Doug Ford's simplistic solution to declining math scores won't work
Last month, when Ontario’s Progressive Conservative government was being lambasted over its return to an outdated sex education curriculum, Premier Doug Ford tried to pivot to another issue in education: declining math scores.
When asked in the legislature about human rights lawyers launching legal action against the government over sex education, Ford responded: “More important are the math tests.”
“When half our students are failing math,” he continued, “we have an issue.”
He’s actually not wrong, about that last bit anyway. Ontario schools do have a problem with math.
The percentage of students in Grades 3 and 6 who meet the provincial math standard has declined over the past five years. Now, only 49 per cent of Grade 6 students are meeting the standard, down from 54 per cent. Grade 3 results weren’t as bad, with 61 per cent of students meeting the standard. But even that is down from 67 per cent.
Fluency in math is a prerequisite for careers in the sciences, technology, engineering and many other fields. Indeed, math has been identified as important to more than half of Ontario’s future job openings.

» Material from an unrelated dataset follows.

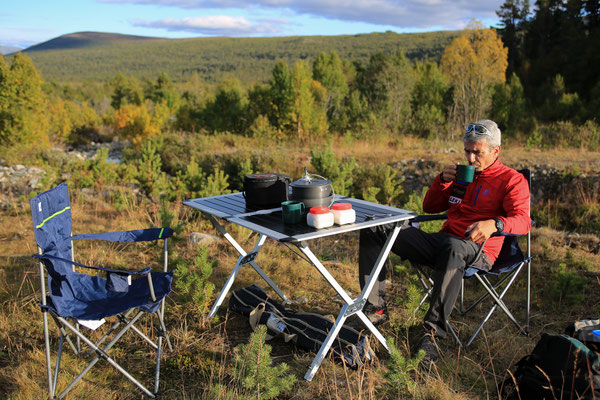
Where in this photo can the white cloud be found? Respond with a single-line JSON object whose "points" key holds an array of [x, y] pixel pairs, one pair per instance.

And we know that when students struggle with math at a young age they don’t catch up later on. In fact, they fall farther behind. That means declining math scores are bad news, not just for the future of Ontario students but for the future of the province in a competitive global economy. This needs to be turned around.
But Ford’s simplistic solution — essentially going back to teaching basic math by memorization — isn’t a magic fix for all that ails elementary school math classes.
A report released this week by the Institute for Competitiveness & Prosperity points to a problem that starts even before teachers arrive in an elementary school.
Only about 20 per cent of the teachers standing at the head of those Grade 3 and 6 classes have taken a math course themselves since high school, according to the report. And, it notes, Ontario has far fewer teachers with a math major than other comparable North American jurisdictions.
It can’t be good to have so many teachers, especially in the younger grades where they often teach the entire curriculum, to have so little grounding (and therefore so little comfort) in math.
Identifying math phobia among teachers as one of the factors in student’s poor math scores, the previous Liberal government provided funding for teachers to voluntarily upgrade their math skills. But that had limited effect, for the simple reason that those who aren’t comfortable with math generally handle that by avoiding it. Ontario needs to do more to ensure this cycle doesn’t continue.
That’s why the institute’s call for a basic math course to be a mandatory requirement for all elementary student teachers during their university training is a sensible one.
The amount of university training time spent on math for elementary school teachers varies widely, but the bulk of it is focused on learning how to teach the subject — not necessarily ensuring they have a solid grasp of math itself. And evidence from the Ontario Institute for Studies in Education at the University of Toronto is that many do not. That’s why OISE has decided to include a mandatory course this fall focusing on math basics for first-year teacher candidates.
Regardless of what changes the Ford government makes to the math curriculum, students are destined to struggle if their teachers aren’t confident with the subject.
It’s unfortunate that the Ford PCs have already set this up as a simplistic battle — like sex education — between new and old. In that view, the new math curriculum introduced by the Liberals is bad and the old-fashioned way of doing things was good.
The idea that simply returning to an early era of teaching math though rote learning — memorizing and repeated practising — will suddenly turn Ontario students into math leaders is hogwash. If math education used to be so great, why do so many parents feel they don’t understand math well enough to help their elementary-school kids with their homework?
Ontario’s current curriculum tries to strike a balance by emphasizing both practice and memorization along with inquiry-based math, which involves problem-solving and investigation. The education ministry has said that if students aren’t asked to apply the math they’ve learned by rote through problem-solving, the facts fade from memory. And then they have a hard time when math gets more complicated.
We’ve long known through standardized testing that math is a perennial problem in Ontario elementary schools and the Wynne government made several changes to address the problem. Those moves have not resulted in the necessary improvements. So it seems more change is needed, possibly to the curriculum itself and certainly to the way teachers are trained and prepared to deliver math classes.
But given that the PCs have already made such a mess of sex education and started a war with teachers by setting up a so-called snitch line, it seems too much to hope the Ford government can approach this important issue in a way that puts kids, not politics, first.